Alphan Telek – Laiklik ve Toplumsal Adaletin Kaçınılmaz Birlikteliği Üzerine: Yeni Bir Siyasal Programın Peşinde

“Laiklik” ve “Adalet” kavramları bir süredir sadece Türkiye’yi değil, dünya kamuoyunun önemli bir kısmını meşgul ediyor. Ancak son dönemin gündelik tartışmalarında bu iki kavramdan daha çok adalet gündeme geliyor. Bunun sebebi, birçok insanın gündelik yaşamlarında göğüsledikleri işsizlik, yoksulluk, istikrarsızlık, belirsizlik ve güvencesizlik gibi sorunlar karşısında sarılacak ve sığınabilecekleri bir düşünceye ihtiyaç duymalarıdır. Adalet yürüyüşünün ya da adalet mitinginin bu kadar ses getirmesi ve toplumun değişik katmanları tarafından desteklenmesi, bir toplumsal haykırışa işaret etmektedir: Adalet ihtiyacına.

Öte yandan laiklik, en az adalet kadar ihtiyaç duyulan bir kavram olmasına rağmen, “olumsuz” bir geçmiş anlatımına tabi tutulup, “olumsuz” bir algıyla sarmalandığından, geniş kamuoyunda adalet kadar yankı bulamıyor. Özellikle devlet-toplum ilişkilerini düzenleyecek siyasal bir ilke olarak yeniden yorumlanan laikliğin ne kadar önemli siyasal ve toplumsal değişimlerin önünü çekebileceği açıktır. Ancak bu olgunun bilincine genelde varılamıyor.

Siyasal bir ilke olarak yeniden yorumlanan laiklik henüz kendine bir siyasal partinin programında, söylemlerinde, savunmasında yer bulamamıştır. Laikliğin siyasal bir program bağlamında yerini bulması esasında toplumsal bir ihtiyaçtır. Bunun farkında olmayabilecek topluma, bir siyasal programla söz konusu ihtiyacın hatırlatılması uygun olacaktır.
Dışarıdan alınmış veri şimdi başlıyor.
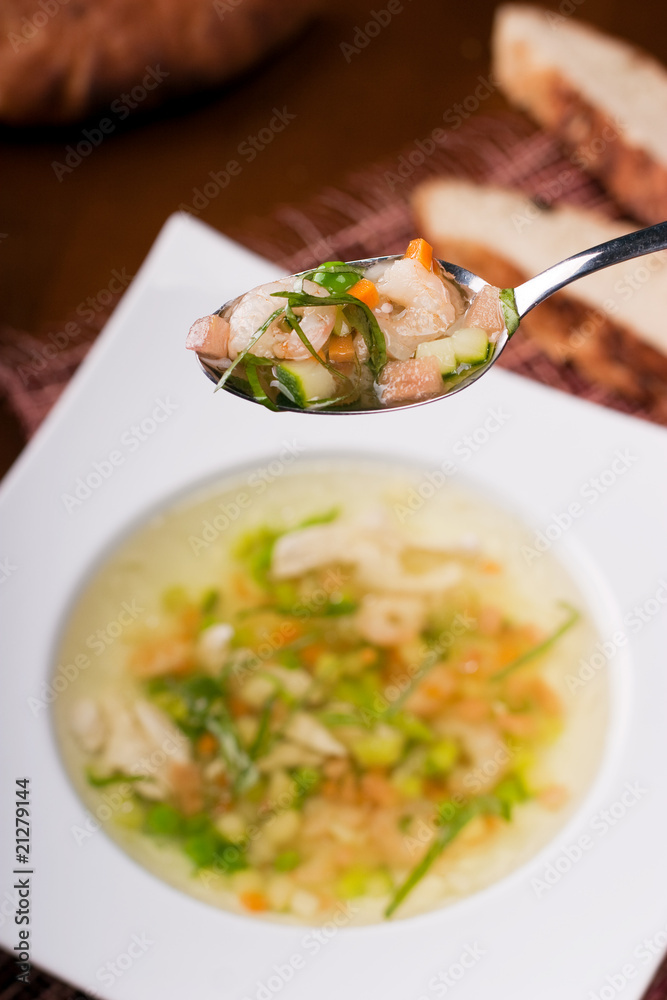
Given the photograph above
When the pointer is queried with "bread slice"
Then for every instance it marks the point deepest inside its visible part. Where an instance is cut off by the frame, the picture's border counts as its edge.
(603, 98)
(611, 326)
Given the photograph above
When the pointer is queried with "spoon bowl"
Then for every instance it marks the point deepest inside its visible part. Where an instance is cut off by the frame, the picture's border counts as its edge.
(521, 300)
Bu yazıda, laiklik ve adalet’in ne olduğunu, çağımızda ikisinin neden bu kadar önem arzettiğini, neden mutlaka ikisinin de birlikte ele alınması gerektiğini ve yeni gelişebilecek tüm alternatif siyasal programların bu ikili yaklaşımı sergilemesi gerektiğini tartışacağım. Toplumun dertlerine çare olabilecek siyasal programlara ihtiyacımız olduğu, gün gibi açıktır; ancak bu programların nasıl oluşturulacağı ile ilgili çok ciddi bir bilgi, kavram ve tartışma eksikliği vardır. İnsanların sorunlarını –sadece devlet ve siyaset seviyesinde değil gündelik yaşamda– çözecek ve insanları hem siyaseten hem ekonomik olarak güçlendirecek yeni bir siyasal programa ve bunun bilimsel bilgisine ihtiyacımız vardır.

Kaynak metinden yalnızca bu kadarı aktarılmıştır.